When you write your data model in a language that works on client and server platforms, you save lots of duplication of effort and gain flexibility. The best example of experiencing the opposite I have is a fairly large application I worked on, where the backend developers designed a totally different set of classes around a (pretty much undocumented) XML structure than the frontend guys. Basically all communication happened through XML. Sure "it's an open format!", "it's human readable! (in a sense)", but taking over this project figuring out semantics and what was considered valid became a painful effort.

Your frontend should always use the same domain model as the backend. Designing the fundamental parts of your application without relying on an ORM, XPath, JSON, .NET, Scala case classes, Flash, Javascript, HTML5, Swing, whatever... makes you platform agnostic and shrug at the next internet technology death.

Am I happy Flash is considered dead? No, currently HTML5 lacks many features I rely on today and sanity (isn't it kind of bizar we consider cross-browser issues as normal?). Will my skills and all of my codebase die with it? Absolutely not.

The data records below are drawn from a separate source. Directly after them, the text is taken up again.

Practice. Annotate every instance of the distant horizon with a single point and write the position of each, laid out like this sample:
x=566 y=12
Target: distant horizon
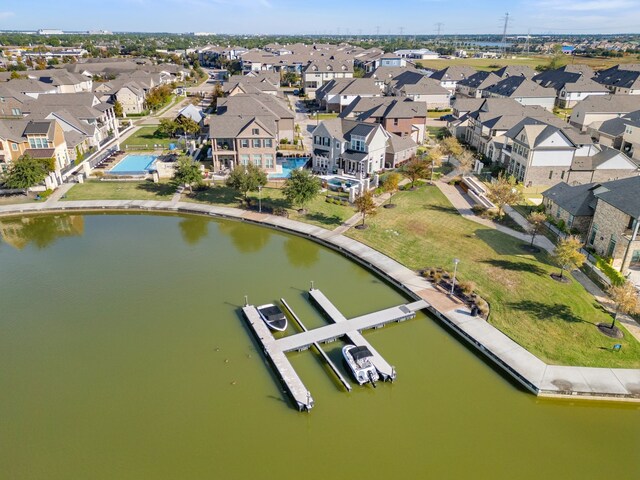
x=330 y=18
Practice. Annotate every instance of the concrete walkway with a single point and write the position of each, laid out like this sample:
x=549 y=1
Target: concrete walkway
x=530 y=371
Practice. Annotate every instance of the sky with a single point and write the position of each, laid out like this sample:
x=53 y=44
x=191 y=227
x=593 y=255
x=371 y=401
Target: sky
x=411 y=17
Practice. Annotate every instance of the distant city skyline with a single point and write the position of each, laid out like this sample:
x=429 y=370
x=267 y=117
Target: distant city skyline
x=327 y=17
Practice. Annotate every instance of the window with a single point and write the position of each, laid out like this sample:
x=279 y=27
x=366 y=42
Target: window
x=594 y=232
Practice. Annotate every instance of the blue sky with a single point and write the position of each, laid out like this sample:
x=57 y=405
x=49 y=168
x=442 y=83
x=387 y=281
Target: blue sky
x=324 y=16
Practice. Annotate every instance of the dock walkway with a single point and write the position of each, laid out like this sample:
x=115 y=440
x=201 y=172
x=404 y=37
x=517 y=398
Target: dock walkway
x=281 y=363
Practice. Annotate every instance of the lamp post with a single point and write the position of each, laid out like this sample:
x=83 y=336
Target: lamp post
x=456 y=261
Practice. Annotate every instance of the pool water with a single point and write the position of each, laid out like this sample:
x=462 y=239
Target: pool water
x=134 y=164
x=288 y=165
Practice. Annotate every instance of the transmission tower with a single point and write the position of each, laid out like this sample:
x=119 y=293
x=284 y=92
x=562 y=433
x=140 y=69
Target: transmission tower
x=504 y=33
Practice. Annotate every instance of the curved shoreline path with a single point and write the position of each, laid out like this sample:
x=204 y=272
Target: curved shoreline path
x=537 y=376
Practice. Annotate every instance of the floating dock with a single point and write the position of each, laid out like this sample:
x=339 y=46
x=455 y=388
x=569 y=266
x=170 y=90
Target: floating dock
x=276 y=349
x=278 y=359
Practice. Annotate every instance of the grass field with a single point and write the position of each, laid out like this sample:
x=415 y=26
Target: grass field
x=145 y=136
x=555 y=321
x=319 y=212
x=531 y=61
x=97 y=190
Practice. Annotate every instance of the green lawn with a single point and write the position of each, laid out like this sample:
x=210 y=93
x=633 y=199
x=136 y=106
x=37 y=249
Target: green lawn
x=555 y=321
x=97 y=190
x=319 y=212
x=145 y=137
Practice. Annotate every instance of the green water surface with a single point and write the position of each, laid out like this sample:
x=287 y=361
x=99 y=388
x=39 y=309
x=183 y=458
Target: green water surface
x=123 y=356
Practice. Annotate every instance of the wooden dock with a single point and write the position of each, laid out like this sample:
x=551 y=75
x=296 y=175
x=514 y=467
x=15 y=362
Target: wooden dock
x=296 y=389
x=318 y=348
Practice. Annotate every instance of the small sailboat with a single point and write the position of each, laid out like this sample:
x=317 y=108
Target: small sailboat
x=273 y=317
x=358 y=359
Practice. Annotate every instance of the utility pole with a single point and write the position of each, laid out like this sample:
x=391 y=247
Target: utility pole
x=504 y=33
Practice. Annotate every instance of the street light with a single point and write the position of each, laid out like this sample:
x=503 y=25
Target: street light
x=456 y=261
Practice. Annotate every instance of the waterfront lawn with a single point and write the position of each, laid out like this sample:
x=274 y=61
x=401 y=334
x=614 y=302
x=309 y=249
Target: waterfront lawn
x=554 y=321
x=146 y=137
x=97 y=190
x=319 y=212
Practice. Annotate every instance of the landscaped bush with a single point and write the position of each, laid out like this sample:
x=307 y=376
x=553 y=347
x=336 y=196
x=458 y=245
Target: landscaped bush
x=605 y=267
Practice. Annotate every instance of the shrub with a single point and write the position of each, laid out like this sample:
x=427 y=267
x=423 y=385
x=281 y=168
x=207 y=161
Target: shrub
x=467 y=286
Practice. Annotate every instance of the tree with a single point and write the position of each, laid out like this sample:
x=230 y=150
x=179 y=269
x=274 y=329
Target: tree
x=365 y=205
x=451 y=147
x=536 y=224
x=117 y=109
x=187 y=172
x=415 y=169
x=301 y=187
x=246 y=178
x=390 y=185
x=26 y=172
x=503 y=192
x=567 y=254
x=625 y=297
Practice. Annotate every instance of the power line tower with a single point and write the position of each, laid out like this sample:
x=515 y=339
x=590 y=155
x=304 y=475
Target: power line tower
x=439 y=26
x=504 y=33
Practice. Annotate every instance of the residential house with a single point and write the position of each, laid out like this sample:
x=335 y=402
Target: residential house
x=240 y=140
x=595 y=109
x=348 y=146
x=548 y=152
x=612 y=212
x=38 y=139
x=474 y=85
x=320 y=71
x=337 y=94
x=522 y=90
x=400 y=116
x=572 y=84
x=621 y=79
x=270 y=110
x=399 y=150
x=450 y=76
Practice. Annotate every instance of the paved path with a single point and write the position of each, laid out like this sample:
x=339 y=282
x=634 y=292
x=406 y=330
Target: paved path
x=530 y=371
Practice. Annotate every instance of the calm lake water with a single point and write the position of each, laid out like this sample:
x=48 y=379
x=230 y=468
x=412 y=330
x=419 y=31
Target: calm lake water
x=123 y=356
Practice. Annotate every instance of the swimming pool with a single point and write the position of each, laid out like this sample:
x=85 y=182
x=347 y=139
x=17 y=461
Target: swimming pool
x=134 y=164
x=289 y=164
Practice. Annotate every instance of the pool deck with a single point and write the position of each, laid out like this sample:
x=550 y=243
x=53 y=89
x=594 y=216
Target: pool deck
x=538 y=377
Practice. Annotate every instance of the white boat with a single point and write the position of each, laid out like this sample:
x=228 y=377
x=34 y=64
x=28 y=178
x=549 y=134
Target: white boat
x=358 y=359
x=273 y=317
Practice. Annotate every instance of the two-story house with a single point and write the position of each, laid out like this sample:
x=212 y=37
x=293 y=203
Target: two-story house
x=320 y=71
x=355 y=148
x=400 y=116
x=240 y=140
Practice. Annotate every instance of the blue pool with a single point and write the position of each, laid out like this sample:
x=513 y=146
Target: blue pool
x=289 y=164
x=134 y=164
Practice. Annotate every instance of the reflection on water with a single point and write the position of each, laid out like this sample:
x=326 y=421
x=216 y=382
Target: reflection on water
x=246 y=238
x=194 y=229
x=41 y=232
x=301 y=254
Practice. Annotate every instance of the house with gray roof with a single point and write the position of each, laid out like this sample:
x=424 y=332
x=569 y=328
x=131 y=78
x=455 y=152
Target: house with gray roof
x=544 y=153
x=337 y=94
x=613 y=209
x=595 y=109
x=397 y=115
x=348 y=146
x=522 y=90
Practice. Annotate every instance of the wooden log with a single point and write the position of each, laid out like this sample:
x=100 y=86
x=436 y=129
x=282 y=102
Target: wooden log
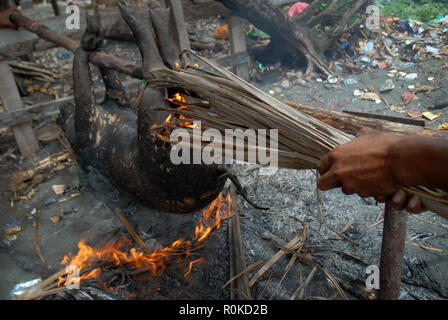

BlueZeniX | 14 years ago | on: Flash is fine. Dont be a Fundamentalist.

On my phone Flash works fine. On a WAP phone, I wouldn't be seeing anything. Like whenever I try to visit hacker news on my nokia 7110.

Which is of course no excuse to make flash only restaurant sites... Nor is it to make canvas only, webgl only, image only...websites.

BlueZeniX | 14 years ago | on: Hiding your data in plain sight: USB hardware hiding

Isn't it quite easy to block USB storage devices at the OS level? I mean hiding the stick is clever, but it shouldn't really matter. If you only allow HID devices, the mouse still works without getting access to the data on the stick.